On July 1, 2017, the Tezos Foundation raised $232 million in Bitcoin and Ethereum in one of the biggest initial coin offerings (ICOs). The contributions were termed "non-refundable donations", which Kathleen Breitman likened to a pledge drive where people would receive tote bags, though some participants considered them an investment. It would fall under the Securities and Exchange Commission (SEC) if considered an investment rather than a donation. After the ICO, it was planned that the Tezos Foundation would pay to acquire DLS, and if the Tezos blockchain functioned for at least three months, the Breitmans would receive 8.5% of the ICO and 10% of the tokens.

By October, the Breitmans and Gevers were in a dispute over control of the project, with the Breitmans alleging Gevers pressured the foundation council into signing a contract, giving him a bonus of $1.5 million. Gevers controlled the assets held by the foundation, which stood at $820 million by December, including the Breitmans' share. The disagreements led to delays in the deployment of Tezos, which caused investors to bring lawsuits alleging fraud during the fundraiser and unauthorized sales of securities.

In 2018, Gevers resigned and received $400,000, and the foundation board was replaced. Tezos went live that September.

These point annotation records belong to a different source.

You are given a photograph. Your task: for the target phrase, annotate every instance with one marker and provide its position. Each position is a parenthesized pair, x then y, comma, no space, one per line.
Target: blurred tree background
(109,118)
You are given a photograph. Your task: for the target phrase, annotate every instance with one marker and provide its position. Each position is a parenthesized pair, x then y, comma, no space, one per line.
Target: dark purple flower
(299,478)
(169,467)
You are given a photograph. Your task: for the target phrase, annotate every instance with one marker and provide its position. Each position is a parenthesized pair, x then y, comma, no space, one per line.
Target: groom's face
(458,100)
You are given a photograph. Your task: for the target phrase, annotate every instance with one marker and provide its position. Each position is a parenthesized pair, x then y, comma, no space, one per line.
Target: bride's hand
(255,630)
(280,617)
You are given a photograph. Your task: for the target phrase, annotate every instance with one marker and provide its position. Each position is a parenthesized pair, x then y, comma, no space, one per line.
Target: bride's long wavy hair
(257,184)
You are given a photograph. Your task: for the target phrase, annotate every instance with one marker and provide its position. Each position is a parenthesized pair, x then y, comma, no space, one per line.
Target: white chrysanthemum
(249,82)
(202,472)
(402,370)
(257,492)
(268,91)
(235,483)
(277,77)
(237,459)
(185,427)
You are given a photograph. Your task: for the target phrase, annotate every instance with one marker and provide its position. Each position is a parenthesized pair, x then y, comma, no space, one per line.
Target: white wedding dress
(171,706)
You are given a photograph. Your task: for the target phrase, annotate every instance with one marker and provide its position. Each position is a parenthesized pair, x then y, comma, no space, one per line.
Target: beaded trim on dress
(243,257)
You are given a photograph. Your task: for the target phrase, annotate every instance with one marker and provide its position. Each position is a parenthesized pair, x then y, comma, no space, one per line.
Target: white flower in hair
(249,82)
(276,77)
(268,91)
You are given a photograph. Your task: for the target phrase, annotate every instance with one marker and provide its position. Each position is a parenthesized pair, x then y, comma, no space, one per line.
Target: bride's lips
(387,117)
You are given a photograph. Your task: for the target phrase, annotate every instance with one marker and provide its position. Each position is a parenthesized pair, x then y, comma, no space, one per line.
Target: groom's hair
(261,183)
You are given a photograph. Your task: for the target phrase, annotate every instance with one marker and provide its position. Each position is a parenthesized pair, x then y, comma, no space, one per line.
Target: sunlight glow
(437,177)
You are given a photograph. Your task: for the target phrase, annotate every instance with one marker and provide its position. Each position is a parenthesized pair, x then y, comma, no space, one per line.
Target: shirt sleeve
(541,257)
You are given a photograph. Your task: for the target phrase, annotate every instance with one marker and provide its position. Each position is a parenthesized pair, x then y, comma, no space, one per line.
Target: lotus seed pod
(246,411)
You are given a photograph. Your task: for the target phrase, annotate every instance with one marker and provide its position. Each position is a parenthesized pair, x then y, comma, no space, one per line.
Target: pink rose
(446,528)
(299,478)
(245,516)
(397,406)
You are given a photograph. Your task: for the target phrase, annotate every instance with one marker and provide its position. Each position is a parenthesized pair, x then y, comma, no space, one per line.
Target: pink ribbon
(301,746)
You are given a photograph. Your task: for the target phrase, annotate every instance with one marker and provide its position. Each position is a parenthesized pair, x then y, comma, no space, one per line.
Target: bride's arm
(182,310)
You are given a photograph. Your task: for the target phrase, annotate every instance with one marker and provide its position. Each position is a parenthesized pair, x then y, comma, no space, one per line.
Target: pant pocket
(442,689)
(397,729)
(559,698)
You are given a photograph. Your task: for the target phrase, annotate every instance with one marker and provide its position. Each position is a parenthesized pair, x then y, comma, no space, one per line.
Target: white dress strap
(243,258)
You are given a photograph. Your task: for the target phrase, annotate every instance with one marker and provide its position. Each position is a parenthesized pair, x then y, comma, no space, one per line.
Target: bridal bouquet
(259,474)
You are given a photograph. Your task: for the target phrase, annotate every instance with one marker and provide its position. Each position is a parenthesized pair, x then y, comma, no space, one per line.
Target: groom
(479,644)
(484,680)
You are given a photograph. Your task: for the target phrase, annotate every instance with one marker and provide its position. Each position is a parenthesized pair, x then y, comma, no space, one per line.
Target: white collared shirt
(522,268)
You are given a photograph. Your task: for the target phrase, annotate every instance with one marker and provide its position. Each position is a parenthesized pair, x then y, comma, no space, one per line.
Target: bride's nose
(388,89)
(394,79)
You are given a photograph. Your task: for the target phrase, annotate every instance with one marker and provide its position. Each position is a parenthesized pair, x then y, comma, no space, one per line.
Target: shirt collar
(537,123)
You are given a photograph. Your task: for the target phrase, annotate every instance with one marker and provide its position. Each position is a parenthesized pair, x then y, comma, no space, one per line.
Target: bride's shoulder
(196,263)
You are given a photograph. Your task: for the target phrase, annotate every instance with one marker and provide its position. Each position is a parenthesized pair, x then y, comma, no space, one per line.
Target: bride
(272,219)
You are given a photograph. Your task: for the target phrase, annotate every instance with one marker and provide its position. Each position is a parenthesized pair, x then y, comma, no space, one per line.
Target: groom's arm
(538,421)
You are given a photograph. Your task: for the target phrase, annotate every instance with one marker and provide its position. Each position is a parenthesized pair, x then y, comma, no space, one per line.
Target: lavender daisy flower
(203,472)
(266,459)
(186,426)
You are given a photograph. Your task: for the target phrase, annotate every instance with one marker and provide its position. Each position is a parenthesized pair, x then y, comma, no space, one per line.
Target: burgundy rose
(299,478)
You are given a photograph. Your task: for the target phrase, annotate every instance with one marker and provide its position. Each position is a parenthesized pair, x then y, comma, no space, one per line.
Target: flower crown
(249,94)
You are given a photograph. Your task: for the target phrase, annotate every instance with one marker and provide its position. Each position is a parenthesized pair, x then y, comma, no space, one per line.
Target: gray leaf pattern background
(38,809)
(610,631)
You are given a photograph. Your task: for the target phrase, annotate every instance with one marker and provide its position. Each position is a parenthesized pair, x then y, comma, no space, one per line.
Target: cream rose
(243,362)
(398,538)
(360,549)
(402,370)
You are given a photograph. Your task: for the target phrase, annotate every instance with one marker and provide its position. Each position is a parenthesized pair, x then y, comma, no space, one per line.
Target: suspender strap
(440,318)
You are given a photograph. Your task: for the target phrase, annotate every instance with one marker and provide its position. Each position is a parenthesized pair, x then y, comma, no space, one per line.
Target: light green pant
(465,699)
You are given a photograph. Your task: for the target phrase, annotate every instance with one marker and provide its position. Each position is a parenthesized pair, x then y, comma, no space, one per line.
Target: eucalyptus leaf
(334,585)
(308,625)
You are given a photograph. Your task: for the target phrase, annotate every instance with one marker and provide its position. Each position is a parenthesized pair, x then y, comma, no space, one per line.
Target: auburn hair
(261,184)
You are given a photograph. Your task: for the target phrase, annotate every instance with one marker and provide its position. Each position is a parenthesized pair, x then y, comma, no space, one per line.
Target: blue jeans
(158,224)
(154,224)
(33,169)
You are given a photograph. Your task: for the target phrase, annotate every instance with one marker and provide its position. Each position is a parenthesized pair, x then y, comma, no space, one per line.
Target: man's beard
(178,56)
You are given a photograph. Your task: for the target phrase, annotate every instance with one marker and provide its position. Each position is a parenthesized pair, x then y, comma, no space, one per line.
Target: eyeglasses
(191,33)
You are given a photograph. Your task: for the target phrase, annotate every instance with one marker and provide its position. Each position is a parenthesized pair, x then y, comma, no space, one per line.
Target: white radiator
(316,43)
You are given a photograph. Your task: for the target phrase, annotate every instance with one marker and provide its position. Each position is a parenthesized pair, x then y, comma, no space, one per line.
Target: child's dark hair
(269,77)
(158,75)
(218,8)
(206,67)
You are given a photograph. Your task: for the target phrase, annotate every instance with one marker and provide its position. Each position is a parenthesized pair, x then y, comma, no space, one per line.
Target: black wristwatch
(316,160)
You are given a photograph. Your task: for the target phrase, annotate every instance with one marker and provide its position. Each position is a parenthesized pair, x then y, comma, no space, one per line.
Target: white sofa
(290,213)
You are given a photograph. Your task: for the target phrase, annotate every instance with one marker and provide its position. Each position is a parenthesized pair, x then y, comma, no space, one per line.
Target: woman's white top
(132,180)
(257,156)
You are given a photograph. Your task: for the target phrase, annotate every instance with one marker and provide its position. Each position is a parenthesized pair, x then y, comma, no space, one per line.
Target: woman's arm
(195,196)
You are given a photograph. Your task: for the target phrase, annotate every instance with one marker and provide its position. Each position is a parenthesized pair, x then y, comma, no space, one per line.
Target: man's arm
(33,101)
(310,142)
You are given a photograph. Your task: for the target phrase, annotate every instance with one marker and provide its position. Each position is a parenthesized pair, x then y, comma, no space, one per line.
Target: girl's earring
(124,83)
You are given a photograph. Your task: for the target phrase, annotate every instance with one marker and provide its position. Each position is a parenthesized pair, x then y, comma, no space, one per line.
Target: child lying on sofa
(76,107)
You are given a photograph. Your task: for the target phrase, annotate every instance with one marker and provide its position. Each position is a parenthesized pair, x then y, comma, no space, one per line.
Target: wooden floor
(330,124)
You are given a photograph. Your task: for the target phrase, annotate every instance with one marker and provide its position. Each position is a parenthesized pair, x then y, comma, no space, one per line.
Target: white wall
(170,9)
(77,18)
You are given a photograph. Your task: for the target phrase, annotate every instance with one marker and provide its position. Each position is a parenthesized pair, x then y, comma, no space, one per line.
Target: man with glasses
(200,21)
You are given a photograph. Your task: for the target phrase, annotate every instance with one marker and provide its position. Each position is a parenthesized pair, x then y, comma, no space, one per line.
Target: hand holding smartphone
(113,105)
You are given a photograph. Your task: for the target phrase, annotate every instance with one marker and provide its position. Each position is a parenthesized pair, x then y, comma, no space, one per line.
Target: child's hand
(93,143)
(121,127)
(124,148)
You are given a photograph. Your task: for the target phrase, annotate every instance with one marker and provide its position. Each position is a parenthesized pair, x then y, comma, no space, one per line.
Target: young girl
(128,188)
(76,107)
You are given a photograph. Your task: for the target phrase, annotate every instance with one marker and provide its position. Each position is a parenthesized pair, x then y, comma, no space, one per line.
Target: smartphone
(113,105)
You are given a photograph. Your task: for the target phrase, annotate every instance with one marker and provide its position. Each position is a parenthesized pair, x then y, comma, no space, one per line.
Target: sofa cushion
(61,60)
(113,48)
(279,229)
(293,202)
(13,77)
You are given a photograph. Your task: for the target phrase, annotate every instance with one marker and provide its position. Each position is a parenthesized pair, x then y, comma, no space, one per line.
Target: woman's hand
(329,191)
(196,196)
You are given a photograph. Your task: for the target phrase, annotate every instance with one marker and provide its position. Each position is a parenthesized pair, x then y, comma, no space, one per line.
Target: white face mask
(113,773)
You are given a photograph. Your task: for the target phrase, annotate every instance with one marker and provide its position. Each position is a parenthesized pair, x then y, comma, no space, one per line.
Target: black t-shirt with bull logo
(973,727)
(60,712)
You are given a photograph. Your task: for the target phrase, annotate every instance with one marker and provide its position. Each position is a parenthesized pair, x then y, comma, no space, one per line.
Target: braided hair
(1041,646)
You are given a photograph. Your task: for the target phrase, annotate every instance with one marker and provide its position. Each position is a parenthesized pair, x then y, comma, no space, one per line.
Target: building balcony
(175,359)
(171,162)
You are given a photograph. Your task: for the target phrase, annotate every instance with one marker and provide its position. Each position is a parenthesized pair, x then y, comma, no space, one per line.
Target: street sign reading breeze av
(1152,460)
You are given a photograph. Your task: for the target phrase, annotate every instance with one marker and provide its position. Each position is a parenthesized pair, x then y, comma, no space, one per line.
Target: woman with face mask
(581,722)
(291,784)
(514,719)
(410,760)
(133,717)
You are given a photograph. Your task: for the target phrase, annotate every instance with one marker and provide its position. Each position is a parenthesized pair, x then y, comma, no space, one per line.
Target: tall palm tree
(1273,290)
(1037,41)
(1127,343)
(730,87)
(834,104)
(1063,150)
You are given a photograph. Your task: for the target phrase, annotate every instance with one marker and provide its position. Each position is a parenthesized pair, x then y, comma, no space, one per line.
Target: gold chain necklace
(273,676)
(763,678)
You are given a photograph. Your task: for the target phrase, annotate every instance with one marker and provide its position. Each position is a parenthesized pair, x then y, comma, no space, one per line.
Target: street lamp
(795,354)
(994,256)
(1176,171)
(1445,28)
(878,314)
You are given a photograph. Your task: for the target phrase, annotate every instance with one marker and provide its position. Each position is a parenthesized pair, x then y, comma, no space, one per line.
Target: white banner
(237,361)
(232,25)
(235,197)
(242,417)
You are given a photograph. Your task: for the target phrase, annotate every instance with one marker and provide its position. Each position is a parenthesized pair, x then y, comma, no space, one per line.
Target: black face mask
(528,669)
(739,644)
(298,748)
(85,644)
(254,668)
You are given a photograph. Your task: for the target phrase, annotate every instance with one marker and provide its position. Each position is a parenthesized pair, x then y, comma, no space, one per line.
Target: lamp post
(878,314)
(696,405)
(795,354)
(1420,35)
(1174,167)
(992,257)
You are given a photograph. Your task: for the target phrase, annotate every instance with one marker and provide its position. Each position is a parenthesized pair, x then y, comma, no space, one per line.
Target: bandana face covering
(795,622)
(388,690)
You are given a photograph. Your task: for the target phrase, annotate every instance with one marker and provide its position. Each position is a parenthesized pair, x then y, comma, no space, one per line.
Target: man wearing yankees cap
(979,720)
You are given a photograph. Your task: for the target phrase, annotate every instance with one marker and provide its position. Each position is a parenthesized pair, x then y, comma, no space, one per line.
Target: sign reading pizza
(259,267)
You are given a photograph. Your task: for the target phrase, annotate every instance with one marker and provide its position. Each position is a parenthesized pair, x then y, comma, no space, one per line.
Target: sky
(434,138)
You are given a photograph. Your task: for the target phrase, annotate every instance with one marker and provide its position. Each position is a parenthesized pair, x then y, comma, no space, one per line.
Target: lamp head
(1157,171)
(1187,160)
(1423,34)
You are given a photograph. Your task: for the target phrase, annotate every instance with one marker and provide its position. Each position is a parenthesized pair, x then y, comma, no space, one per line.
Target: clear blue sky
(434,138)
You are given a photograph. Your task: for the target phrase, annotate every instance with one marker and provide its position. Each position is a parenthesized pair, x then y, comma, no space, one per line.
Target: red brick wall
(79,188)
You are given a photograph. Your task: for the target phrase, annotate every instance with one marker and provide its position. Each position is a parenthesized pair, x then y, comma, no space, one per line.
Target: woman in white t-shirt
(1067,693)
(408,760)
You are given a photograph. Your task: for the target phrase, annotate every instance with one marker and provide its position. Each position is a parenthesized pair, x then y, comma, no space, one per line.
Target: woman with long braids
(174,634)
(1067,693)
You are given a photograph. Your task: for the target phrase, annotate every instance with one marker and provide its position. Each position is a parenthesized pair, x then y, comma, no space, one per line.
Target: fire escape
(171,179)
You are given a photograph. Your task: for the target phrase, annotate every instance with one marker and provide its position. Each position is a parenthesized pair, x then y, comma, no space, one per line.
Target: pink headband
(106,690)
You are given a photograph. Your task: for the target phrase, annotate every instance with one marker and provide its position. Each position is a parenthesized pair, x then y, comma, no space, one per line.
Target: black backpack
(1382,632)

In 2020, the Tezos founders settled the lawsuits, with the Tezos Foundation paying $25 million before federal courts ruled on whether the ICO was a sale of unregistered securities. Arthur Breitman joined the foundation's council in 2021.

In 2022, The Tezos Foundation launched a £1 million fund to collect NFTs by African and Asian artists to create a digital art gallery to house the collection, curated by British photographer Misan Harriman.

== Design ==
The primary protocol of Tezos utilizes liquid proof of stake (LPoS) and supports Turing-complete smart contracts in a domain-specific language called Michelson. Michelson is a purely functional stack-based language with a reduced instruction set and no side effects, designed with formal verification in mind.

The Tezos protocol allows itself to be amended by a staged process performed by committing operations to the stored blockchain to submit proposals (intended code changes) and to vote on those changes. If a proposal receives enough votes, the protocol will update to incorporate the code changes.

The Tezos blockchain has been used for NFTs as an alternative to more energy-intensive projects such as Ethereum.

==Founders==
Before working in quantitative finance, Tezos co-founder Arthur Breitman studied applied mathematics, computer science, and physics in France and financial mathematics at New York University under Nassim Nicholas Taleb. Kathleen Breitman (née McCaffrey) studied at Cornell University and worked at a hedge fund and as a consultant. Arthur was the leader of an anarcho-capitalist group in New York, and Kathleen was a libertarian Republican; the two of them met at a crypto-anarchist lunch in 2010 and married in 2013.

== Sponsorship ==
In mid-2021, Tezos signed a sponsorship deal with Red Bull Racing, which ended in December 2022.

In October 2021, Tezos became a sponsor of the New York Mets.

In February 2022, Tezos sponsored Manchester United in a multi-year deal reportedly worth over £20 million annually.

In November 2022, Manchester United issued NFT digital collectibles on the Tezos blockchain.